“The” faculty of language

May 30, 2008

When we talked about the specialist’s view of linguistics, I mentioned that the scientific study of language can be approached from a variety of standpoints. Generative linguistics, in its contemporary form, assumes from the outset that there is a “species property, close to uniform across a broad range” (Chomsky 2004, p. 104) that is responsible for the human capacity for language. This faculty of language is “more or less on a par with the systems of mammalian vision, insect navigation, and others” (Chomsky 2005, p. 2). This point of view is often referred to as biolinguistics.

Broadly construed, the human faculty of language is a cognitive system, realized by the brain, that enables the production and consumption of language. Modern generative linguistics is generally conceived of as a theory of the faculty of language, or at least some portion thereof. A more precise characterization would be that generative linguistics is a family of theories of a portion of the faculty of language; theories in this family share some basic assumptions, have a variety of characteristics in common with one another, and partake of a common intellectual tradition.

The distinction between the faculty of language and what we can observe as spoken and written language is often expressed as a distinction between internal language (I-language) and external language (E-language). Intuitively, we might expect that a theory of internal language, being the cognitive component that enables language production and consumption, should provide the underpinnings of a theory of external language, which is the observable result of that cognitive function. However, there is a gap between the two.

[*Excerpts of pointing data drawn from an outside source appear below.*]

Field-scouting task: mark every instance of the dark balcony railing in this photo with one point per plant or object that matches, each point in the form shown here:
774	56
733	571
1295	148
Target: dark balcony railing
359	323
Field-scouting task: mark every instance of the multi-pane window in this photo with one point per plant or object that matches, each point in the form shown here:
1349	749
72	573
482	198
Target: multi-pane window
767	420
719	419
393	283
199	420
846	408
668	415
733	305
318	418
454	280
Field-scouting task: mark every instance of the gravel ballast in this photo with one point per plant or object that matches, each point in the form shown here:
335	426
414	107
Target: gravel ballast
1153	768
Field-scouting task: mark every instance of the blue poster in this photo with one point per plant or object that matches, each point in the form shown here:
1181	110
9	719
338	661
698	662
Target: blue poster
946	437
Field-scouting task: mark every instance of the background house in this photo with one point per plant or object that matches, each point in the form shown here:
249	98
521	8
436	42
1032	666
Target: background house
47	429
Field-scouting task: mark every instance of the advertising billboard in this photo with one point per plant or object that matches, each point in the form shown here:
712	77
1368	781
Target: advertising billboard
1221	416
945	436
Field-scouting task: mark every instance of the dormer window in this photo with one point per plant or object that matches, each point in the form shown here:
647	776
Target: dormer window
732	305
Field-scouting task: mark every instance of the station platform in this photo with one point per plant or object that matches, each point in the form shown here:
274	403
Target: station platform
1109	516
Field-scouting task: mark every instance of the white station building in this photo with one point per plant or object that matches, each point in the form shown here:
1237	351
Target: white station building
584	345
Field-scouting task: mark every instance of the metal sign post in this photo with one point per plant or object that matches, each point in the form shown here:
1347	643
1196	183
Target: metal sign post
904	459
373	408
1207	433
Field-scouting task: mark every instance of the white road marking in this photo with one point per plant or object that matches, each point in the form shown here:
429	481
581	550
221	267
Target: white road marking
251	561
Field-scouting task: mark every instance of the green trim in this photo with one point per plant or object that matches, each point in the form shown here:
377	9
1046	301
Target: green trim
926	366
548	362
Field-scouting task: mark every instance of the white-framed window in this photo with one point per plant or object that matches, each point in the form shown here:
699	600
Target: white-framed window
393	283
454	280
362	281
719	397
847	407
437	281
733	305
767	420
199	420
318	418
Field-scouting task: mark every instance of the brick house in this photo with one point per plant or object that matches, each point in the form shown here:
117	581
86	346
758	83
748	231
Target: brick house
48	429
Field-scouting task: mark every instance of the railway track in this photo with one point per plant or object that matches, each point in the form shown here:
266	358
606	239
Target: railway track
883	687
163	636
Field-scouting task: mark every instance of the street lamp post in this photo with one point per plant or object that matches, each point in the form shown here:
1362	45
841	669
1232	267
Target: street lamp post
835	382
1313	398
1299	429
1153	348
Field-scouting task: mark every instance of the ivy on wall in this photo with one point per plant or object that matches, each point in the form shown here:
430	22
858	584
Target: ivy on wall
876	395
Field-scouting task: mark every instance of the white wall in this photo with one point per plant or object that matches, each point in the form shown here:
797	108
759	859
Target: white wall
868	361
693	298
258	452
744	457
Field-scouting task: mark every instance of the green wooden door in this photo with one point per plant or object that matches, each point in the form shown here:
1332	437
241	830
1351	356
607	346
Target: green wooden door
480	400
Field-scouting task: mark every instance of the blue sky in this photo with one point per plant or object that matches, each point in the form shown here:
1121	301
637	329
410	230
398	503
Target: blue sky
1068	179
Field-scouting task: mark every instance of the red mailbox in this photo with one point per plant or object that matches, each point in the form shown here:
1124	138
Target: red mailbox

The notion of internalized language is taken to be a “‘notion of structure’ in the mind of the speaker ‘which is definite enough to guide him in framing sentences of his own’” (Chomsky 1986, pp. 21-22, citing Otto Jespersen). The cognitive processes that lie between this “notion of structure” and the externally observable phenomena of language are not represented in the division between internal and external language. “The standard assumption in linguistics,” suggests Lyle Jenkins, “has always been that the theory of the language faculty must be embedded in a real-time theory of speech synthesis, perception, parsing, and the like in accordance with the modularity viewpoint” (2000, p. 71). The language faculty to which he refers here is already a relatively constrained conception, corresponding to the notion of I-language, and excluding a number of cognitive functions that must occur in the production and consumption of observable language.

This gap was part of the subject of discussion in a 2002 article by Hauser, Chomsky, and Fitch. In this article, they distinguish between broad and narrow senses of the term “faculty of language”. The broad sense of the faculty of language (FLB) “includes an internal computational system (FLN, below) combined with at least two other organism-internal systems, which we call ‘sensory-motor’ and ‘conceptual-intentional’” (pp. 1570-1571). Further, the narrow sense of the faculty of language (FLN) is “the abstract linguistic computational system alone, independent of the other systems with which it interacts and interfaces” (p. 1571). This would be a useful distinction, if it were not for later discussion claiming instead that “the contents of FLN are to be empirically determined, and could possibly be empty, if empirical findings showed that none of the mechanisms involved are uniquely human or unique to language, and that only the way they are integrated is specific to human language” (Fitch, Hauser, and Chomsky, 2005, p. 181).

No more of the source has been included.